Ali and colleagues conducted prospective comprehensive genomic profiling of 116 gastric cancer samples — 90% of which were from locally advanced or metastatic disease — received from academic and community oncologists. The goal was to identify genomic alterations associated with potential response to FDA-approved targeted therapies.

The researchers identified 501 gene alteration in the samples. Forty-one percent of the alterations were considered clinically relevant, which equated to an average of 1.8 drug-targetable genetic alterations per specimen.

Overall, 78% of all the specimens harbored at least one clinically relevant gene alteration that could be associated with a targeted therapy.
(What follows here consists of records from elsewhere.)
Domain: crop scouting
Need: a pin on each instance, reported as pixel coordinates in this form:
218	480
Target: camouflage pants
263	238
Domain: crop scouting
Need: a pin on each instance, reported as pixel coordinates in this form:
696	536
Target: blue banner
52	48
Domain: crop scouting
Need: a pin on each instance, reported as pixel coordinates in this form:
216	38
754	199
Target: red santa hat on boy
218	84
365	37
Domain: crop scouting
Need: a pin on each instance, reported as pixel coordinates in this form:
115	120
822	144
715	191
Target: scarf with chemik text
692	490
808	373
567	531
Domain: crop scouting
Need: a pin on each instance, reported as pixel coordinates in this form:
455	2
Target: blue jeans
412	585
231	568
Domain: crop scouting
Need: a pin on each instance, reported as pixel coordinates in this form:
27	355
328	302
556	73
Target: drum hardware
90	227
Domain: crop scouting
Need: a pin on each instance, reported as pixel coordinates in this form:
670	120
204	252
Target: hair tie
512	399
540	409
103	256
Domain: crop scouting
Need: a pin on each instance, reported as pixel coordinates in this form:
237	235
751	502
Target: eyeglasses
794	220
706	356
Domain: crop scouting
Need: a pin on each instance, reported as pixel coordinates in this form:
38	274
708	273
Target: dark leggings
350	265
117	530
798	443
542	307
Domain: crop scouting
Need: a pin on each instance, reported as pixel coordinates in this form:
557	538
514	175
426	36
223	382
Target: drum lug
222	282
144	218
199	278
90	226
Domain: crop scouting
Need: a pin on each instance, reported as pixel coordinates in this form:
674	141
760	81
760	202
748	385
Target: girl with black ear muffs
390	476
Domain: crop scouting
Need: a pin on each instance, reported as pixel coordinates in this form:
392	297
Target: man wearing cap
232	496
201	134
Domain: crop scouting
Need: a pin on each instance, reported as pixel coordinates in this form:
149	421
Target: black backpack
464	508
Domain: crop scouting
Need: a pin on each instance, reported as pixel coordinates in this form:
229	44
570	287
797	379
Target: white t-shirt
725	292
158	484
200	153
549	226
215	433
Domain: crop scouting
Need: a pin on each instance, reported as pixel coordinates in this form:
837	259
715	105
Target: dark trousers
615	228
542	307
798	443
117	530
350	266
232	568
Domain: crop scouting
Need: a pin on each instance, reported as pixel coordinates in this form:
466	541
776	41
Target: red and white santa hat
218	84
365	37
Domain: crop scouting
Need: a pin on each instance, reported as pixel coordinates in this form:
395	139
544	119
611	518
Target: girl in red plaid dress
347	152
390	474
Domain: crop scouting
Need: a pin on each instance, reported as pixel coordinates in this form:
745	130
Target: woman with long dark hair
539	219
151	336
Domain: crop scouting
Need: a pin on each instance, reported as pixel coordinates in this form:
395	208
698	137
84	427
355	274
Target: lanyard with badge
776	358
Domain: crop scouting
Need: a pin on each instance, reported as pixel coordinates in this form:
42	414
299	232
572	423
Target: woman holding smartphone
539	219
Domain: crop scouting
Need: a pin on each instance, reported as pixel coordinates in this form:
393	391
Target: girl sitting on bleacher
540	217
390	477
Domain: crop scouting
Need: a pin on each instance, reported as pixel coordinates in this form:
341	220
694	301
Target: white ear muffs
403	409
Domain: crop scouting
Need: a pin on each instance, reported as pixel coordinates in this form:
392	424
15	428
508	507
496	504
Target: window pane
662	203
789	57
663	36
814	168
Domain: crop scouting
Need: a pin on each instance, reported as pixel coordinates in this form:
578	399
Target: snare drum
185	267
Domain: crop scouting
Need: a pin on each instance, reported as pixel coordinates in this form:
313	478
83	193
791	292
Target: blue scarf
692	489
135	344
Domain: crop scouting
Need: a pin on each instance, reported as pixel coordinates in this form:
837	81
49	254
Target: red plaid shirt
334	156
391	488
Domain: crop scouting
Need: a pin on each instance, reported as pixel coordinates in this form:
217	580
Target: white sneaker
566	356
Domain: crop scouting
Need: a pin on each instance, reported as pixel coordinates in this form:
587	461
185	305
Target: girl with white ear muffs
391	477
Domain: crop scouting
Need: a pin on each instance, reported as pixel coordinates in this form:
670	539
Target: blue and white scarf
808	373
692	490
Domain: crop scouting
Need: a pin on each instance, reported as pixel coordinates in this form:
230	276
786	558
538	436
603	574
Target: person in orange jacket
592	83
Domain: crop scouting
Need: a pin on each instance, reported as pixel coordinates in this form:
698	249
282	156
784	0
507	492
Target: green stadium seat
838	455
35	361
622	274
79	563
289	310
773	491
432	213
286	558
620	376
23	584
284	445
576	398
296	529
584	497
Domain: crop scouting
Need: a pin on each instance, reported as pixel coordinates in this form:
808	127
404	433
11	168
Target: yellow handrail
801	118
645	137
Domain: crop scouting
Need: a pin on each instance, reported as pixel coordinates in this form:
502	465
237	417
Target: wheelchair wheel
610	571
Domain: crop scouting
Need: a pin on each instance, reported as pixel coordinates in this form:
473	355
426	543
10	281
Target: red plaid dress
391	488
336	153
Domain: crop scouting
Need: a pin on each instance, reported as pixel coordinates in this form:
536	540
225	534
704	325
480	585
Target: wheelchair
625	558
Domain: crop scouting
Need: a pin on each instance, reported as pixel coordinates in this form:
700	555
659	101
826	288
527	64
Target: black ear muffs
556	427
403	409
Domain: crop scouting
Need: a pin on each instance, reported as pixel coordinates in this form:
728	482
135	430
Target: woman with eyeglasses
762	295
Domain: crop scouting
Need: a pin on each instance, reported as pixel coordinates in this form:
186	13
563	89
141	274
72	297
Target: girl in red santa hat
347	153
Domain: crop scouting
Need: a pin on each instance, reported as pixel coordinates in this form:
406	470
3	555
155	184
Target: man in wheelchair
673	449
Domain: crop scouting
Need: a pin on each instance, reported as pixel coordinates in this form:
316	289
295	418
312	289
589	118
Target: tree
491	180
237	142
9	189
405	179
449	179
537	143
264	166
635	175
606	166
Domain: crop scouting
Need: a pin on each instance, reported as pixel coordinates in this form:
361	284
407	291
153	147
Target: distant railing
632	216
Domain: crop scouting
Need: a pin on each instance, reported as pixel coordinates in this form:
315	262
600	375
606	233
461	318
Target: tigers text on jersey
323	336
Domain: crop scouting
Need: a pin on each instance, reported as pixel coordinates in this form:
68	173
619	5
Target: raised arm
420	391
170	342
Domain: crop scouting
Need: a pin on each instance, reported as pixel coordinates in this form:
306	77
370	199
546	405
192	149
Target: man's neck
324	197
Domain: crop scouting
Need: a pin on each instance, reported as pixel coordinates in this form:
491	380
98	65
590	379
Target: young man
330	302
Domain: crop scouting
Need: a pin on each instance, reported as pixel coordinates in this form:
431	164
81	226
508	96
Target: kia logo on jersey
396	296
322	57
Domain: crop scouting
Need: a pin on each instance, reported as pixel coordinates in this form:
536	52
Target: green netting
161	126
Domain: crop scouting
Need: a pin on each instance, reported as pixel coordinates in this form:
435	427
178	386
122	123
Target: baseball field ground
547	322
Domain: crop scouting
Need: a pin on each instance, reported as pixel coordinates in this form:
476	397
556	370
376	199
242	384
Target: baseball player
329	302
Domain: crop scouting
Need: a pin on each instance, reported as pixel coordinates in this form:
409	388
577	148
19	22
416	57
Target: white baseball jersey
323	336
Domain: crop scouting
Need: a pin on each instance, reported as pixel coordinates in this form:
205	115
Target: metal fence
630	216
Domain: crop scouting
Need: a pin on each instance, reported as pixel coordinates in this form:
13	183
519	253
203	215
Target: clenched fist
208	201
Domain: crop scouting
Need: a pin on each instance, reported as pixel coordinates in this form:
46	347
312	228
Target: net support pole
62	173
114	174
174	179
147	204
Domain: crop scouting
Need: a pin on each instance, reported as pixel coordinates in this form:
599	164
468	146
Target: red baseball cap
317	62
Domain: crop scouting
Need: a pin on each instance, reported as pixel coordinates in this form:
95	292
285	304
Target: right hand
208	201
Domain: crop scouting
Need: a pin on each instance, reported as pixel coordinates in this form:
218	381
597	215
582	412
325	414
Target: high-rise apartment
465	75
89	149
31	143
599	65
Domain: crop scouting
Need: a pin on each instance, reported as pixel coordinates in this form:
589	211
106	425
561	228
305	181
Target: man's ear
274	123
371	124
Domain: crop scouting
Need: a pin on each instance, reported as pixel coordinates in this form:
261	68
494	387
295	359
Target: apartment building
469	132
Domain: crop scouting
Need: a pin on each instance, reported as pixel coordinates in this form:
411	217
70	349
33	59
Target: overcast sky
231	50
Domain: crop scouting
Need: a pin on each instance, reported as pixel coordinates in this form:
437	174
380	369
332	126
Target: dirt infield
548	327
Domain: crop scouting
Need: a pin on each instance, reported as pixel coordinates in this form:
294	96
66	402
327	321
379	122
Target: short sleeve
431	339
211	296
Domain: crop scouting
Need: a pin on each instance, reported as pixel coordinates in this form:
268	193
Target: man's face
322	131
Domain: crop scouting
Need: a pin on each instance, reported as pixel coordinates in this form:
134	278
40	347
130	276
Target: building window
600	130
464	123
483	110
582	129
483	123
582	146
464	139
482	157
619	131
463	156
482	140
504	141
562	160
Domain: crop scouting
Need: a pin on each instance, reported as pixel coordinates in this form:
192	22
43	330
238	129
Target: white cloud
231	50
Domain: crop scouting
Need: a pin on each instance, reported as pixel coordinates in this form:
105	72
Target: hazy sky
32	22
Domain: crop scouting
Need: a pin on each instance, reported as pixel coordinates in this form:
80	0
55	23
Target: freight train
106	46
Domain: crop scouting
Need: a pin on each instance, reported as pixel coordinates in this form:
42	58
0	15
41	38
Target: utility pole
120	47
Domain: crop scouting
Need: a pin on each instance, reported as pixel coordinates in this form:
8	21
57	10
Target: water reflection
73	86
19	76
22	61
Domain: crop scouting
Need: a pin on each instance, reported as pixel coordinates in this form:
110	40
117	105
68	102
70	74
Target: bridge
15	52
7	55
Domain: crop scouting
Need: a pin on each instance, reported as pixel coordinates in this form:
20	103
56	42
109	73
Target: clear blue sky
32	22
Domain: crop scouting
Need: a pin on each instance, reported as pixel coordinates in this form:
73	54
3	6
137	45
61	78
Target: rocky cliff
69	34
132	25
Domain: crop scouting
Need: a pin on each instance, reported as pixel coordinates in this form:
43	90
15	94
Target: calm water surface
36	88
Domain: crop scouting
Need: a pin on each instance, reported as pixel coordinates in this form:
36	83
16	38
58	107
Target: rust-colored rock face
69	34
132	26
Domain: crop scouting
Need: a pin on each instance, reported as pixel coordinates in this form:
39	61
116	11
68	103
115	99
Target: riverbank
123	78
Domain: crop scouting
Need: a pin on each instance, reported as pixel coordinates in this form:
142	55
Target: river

The most common clinically relevant alterations identified included KRAS (16%), CDKN2A (14%) CCND1 (9.5%), ERBB2 (8.5%) and PIK3CA (8.6%). Other common alterations identified for which there are no approved targeted therapies available included TP53 (50%), ARID1A (24%) and CDH1 (15%).

Further, 20.6% of the specimens had receptor tyrosine kinase signaling pathway alterations — primarily ERBB2, FGFR2 and MET amplification — that are associated with current or developing targeted therapies in other tumor types.  

The researchers said one patient with MET-amplified gastric cancer was treated with crizotinib (Xalkori, Pfizer), a multi-targeted ALK/ROS1/MET inhibitor approved for the treatment of non–small cell lung cancer. That patient experienced a response for 5 months.

“The high frequency of clinically relevant gene alterations in a population reflective of routine clinical practice highlights potential therapeutic avenues in a disease with historically low responses to current therapies and overall poor survival,” Samuel Klempner, MD, study researcher and assistant clinical professor in the division of hematology/oncology in the department of medicine at the University of California Irvine School of Medicine, said in a press release. “The patient response to MET inhibition encapsulates the genotype-directed approach and underscores the need for molecularly directed clinical trials to confirm observations such as [those] seen in our study.” – by Anthony SanFilippo

Disclosure: The researchers report employment with or stock ownership in Foundation Medicine Inc. They also report honoraria and research funding from and consultant/advisory roles with Amgen, Bayer, Bristol-Myers Squibb, Caris Life Sciences, Celgene, Genomic Health, Incyte, Insys and Pfizer.